L’histoire de Bucket Robotics au Consumer Electronics Show (CES) de Las Vegas révèle bien plus que la simple présence d’une startup ; il met en évidence l’effort incessant nécessaire pour percer dans le paysage technologique concurrentiel. Fondée en 2024 et soutenue par Y Combinator, Bucket Robotics a été confrontée à un défi logistique immédiat : transporter les composants de son stand jusqu’au salon. Le PDG Matt Puchalski a contourné les retards d’expédition potentiels en conduisant personnellement une Hyundai Santa Fe bondée pendant 12 heures sous la pluie, assurant ainsi leur présence à l’un des plus grands événements technologiques au monde.
Le problème : le contrôle qualité dans la fabrication
Bucket Robotics s’attaque à un goulot d’étranglement fondamental, mais souvent négligé, dans la fabrication moderne : l’inspection de la qualité des surfaces. Alors que les systèmes automatisés gèrent les contrôles d’intégrité structurelle, garantir une esthétique impeccable (cohérence des couleurs, surfaces sans rayures) repose traditionnellement sur des inspecteurs humains, souvent décrits par Puchalski comme des « mecs du Wisconsin ». Cette approche manuelle est lente, coûteuse et ne s’adapte pas efficacement.
L’industrie est confrontée à ce problème depuis des décennies. L’automatisation de l’inspection des surfaces nécessite de grandes quantités de données pour entraîner les modèles d’IA. Bucket Robotics évite ce problème en exploitant les fichiers CAO des pièces et en simulant les défauts (marques de brûlure, bosses, variations de couleur) pour enseigner à ses systèmes de vision comment identifier les défauts du monde réel. Cela permet un déploiement rapide – apparemment « en quelques minutes » – sans avoir besoin d’un étiquetage manuel approfondi.

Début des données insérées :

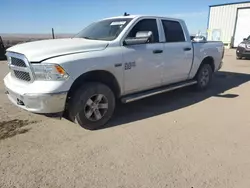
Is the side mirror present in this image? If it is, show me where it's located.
[124,31,153,45]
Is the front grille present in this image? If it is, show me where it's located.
[6,52,33,82]
[13,70,31,82]
[11,57,27,67]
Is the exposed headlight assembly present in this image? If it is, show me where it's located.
[31,63,69,81]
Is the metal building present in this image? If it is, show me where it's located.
[207,1,250,48]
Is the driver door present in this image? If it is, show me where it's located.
[122,19,164,94]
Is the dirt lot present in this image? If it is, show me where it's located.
[0,50,250,188]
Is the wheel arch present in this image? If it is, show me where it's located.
[195,56,215,77]
[67,70,121,101]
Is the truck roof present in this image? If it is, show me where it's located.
[103,15,183,21]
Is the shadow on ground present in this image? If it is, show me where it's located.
[0,119,36,140]
[106,71,250,128]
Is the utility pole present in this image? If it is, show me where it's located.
[52,28,55,39]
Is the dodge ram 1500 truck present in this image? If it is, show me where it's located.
[4,15,224,129]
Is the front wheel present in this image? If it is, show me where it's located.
[196,64,213,90]
[69,82,115,130]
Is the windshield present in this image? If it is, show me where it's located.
[74,18,132,41]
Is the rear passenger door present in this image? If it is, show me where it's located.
[161,19,193,85]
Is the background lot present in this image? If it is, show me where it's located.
[0,50,250,188]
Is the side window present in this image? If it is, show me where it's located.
[162,20,185,42]
[127,19,159,43]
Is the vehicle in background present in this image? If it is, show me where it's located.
[4,15,224,129]
[236,35,250,59]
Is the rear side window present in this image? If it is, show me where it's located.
[127,19,159,43]
[162,20,185,42]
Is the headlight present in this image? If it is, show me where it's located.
[32,64,69,81]
[239,43,246,48]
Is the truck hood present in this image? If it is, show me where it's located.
[7,38,108,62]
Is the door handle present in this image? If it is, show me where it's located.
[153,50,163,54]
[183,47,192,51]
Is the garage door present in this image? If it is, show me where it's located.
[233,8,250,47]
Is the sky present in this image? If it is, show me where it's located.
[0,0,246,34]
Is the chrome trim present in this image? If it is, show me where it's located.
[5,52,35,83]
[122,80,197,103]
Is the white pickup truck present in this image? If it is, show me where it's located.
[4,15,224,129]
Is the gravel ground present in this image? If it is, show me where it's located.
[0,50,250,188]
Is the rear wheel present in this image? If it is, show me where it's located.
[196,64,213,90]
[69,82,115,130]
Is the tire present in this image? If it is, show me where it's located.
[68,82,115,130]
[196,64,213,91]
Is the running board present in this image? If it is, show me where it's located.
[121,80,197,103]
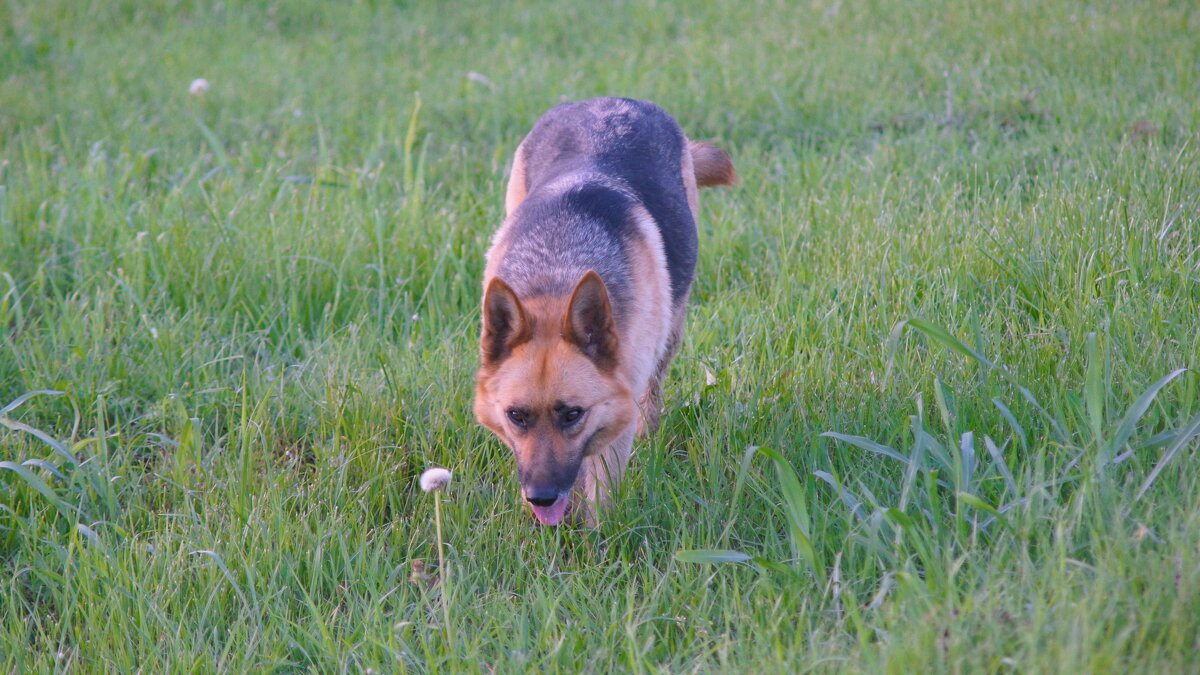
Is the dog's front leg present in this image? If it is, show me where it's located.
[577,425,636,527]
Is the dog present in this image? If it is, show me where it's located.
[474,98,738,526]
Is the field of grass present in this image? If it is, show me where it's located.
[0,0,1200,674]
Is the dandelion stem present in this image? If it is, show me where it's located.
[433,492,454,645]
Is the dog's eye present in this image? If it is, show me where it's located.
[509,408,529,426]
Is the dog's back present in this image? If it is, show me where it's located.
[498,98,732,318]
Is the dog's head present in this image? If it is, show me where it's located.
[475,271,637,525]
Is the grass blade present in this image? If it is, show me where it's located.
[1134,414,1200,501]
[1098,368,1188,468]
[674,549,750,565]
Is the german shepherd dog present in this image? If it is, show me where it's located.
[475,98,738,526]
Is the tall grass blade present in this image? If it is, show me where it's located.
[1098,368,1188,468]
[1134,414,1200,501]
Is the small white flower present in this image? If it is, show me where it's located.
[421,466,450,492]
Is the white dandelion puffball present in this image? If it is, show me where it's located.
[421,466,450,492]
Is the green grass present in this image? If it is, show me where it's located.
[0,0,1200,674]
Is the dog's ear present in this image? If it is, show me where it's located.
[563,270,617,370]
[479,276,530,365]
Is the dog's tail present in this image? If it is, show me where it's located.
[688,141,742,187]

Des racines de l’industrie automobile au potentiel du double usage
L’expérience de Puchalski dans les véhicules autonomes chez Uber, Argo AI et Ford éclaire l’approche de Bucket Robotics. Il a exploité les connexions existantes dans le secteur automobile pour susciter un intérêt précoce. La technologie de l’entreprise ne se limite pas aux voitures ; elle trouve également du terrain dans les applications de défense, positionnant Bucket Robotics comme une entreprise « à double usage » s’adressant à la fois aux marchés commerciaux et gouvernementaux.
Cette approche est délibérée : la demande d’une production nationale sûre augmente. Bucket Robotics propose une solution qui peut s’intégrer aux lignes de production existantes sans nécessiter de nouveau matériel, réduisant ainsi les obstacles à l’adoption.
CES comme point de validation
Le CES 2026 a servi de creuset. Puchalski a passé la semaine à réseauter sans relâche, des soirées industrielles aux réunions impromptues dans les halls d’hôtel, présentant sa vision aux fabricants, aux experts en robotique et aux investisseurs. L’engagement constant tout au long du salon a démontré une réelle demande pour leur technologie.
La clé à retenir n’est pas seulement de survivre au CES, mais aussi de transformer l’intérêt initial en accords commerciaux. Bucket Robotics est désormais confronté à la tâche plus difficile de faire évoluer, de collecter des fonds et de consolider sa position sur un marché où l’automatisation n’est plus une tendance future, mais une nécessité immédiate.
À long terme, Bucket Robotics n’a pas pour objectif de remplacer entièrement les inspecteurs humains. Il cherche plutôt à augmenter leurs capacités en automatisant les aspects fastidieux et répétitifs du contrôle qualité. Le succès de l’entreprise dépend de la preuve que son approche est non seulement plus rapide et moins coûteuse, mais aussi plus fiable que le seul jugement humain.